The Seal of the City and County of San Francisco includes a shield, crest, supporters and a motto, ringed with the municipality's name.

==History==

That a corporate seal of the City and County of San Francisco bearing upon its face: A shield supported by a miner on the left and a sailor on the right, with a device of a steamship passing the Golden Gate. At the foot of the supporters emblems of commerce, navigation, and mining. Crest, Phoenix issuing from flames. Motto, "oro en Paz, Fierro en Guerra" (Gold in Peace, Iron in War).
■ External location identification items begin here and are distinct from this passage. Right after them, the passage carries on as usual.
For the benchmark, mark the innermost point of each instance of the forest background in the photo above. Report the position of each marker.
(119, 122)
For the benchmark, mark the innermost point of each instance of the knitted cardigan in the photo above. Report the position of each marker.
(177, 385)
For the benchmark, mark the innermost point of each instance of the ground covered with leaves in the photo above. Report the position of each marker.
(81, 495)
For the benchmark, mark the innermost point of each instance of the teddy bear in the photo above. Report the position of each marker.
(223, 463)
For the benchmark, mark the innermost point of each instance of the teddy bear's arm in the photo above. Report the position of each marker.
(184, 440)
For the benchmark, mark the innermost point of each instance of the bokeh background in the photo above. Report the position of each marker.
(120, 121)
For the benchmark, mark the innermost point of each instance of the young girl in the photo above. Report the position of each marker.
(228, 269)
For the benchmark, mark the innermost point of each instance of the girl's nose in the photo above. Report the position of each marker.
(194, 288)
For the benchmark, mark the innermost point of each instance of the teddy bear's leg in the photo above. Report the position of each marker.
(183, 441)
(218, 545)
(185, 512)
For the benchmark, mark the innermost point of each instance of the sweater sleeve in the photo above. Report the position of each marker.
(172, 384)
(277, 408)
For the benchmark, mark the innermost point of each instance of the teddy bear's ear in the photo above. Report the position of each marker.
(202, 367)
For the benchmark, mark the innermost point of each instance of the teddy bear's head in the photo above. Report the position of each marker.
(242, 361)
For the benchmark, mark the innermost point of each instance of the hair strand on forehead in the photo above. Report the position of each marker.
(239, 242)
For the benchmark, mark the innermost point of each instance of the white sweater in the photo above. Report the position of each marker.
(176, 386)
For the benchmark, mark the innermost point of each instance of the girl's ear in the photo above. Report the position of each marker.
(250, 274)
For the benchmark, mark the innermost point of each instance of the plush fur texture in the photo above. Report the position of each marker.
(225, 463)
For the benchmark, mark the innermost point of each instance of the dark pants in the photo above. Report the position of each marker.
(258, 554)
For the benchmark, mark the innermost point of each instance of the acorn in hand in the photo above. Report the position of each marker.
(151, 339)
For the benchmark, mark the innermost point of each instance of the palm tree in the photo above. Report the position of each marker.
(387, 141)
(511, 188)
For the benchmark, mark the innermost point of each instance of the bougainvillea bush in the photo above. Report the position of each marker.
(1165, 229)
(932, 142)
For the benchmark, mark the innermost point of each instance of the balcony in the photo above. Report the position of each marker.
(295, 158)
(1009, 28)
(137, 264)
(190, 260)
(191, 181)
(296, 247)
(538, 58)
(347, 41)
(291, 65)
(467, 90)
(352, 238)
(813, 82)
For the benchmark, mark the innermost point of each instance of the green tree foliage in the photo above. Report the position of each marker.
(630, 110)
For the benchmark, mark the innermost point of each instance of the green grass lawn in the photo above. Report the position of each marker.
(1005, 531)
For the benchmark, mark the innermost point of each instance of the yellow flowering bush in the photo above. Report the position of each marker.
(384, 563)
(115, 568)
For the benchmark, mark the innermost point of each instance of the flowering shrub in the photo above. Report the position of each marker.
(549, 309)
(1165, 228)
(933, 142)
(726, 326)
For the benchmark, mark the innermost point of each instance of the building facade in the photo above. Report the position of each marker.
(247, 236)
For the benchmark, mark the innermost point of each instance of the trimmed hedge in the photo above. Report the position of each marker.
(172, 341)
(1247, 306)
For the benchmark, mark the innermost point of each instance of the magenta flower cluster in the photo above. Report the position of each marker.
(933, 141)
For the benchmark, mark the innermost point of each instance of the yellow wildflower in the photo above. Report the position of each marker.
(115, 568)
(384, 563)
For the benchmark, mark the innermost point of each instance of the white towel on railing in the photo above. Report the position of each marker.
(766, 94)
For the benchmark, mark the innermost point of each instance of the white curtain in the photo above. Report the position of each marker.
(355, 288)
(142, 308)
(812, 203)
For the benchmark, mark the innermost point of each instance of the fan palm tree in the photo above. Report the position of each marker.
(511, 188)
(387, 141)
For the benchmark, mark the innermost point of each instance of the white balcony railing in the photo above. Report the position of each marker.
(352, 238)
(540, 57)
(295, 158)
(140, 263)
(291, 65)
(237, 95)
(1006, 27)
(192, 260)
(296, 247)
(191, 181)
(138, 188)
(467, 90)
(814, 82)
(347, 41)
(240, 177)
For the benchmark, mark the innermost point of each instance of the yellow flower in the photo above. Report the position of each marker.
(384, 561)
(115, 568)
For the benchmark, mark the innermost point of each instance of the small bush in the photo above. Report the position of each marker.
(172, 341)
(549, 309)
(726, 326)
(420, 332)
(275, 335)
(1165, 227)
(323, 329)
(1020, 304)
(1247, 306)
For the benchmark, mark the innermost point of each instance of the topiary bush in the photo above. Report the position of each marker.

Around the margins the words, "Seal of the City and County of San Francisco."
— Ordinance #39, Board of Supervisors (March 26, 1900)

The current seal was adopted in 1859 by the Board of Supervisors, and superseded a similar seal that had been adopted seven years earlier. The shield shows the Golden Gate and the hills on each side as it looked in 1859, and a paddlewheel steamship entering San Francisco Bay.

Above the shield is a crest with a phoenix, the legendary Greek bird rising from the ashes. The shield is flanked by two supporters: a miner, in dexter, holding a shovel; and a sailor, in sinister, holding a sextant. Both figures wear 1850s period clothing. At the feet of the supporters are a plow and anchor, emblems of commerce and navigation. Below the shield is a motto that reads "Oro en paz, fierro en guerra", which is Spanish for "Gold in peace, iron in war".

The official de jure description of the seal given by the San Franciscan government does not assign any specific colors to be used on renditions of the seal.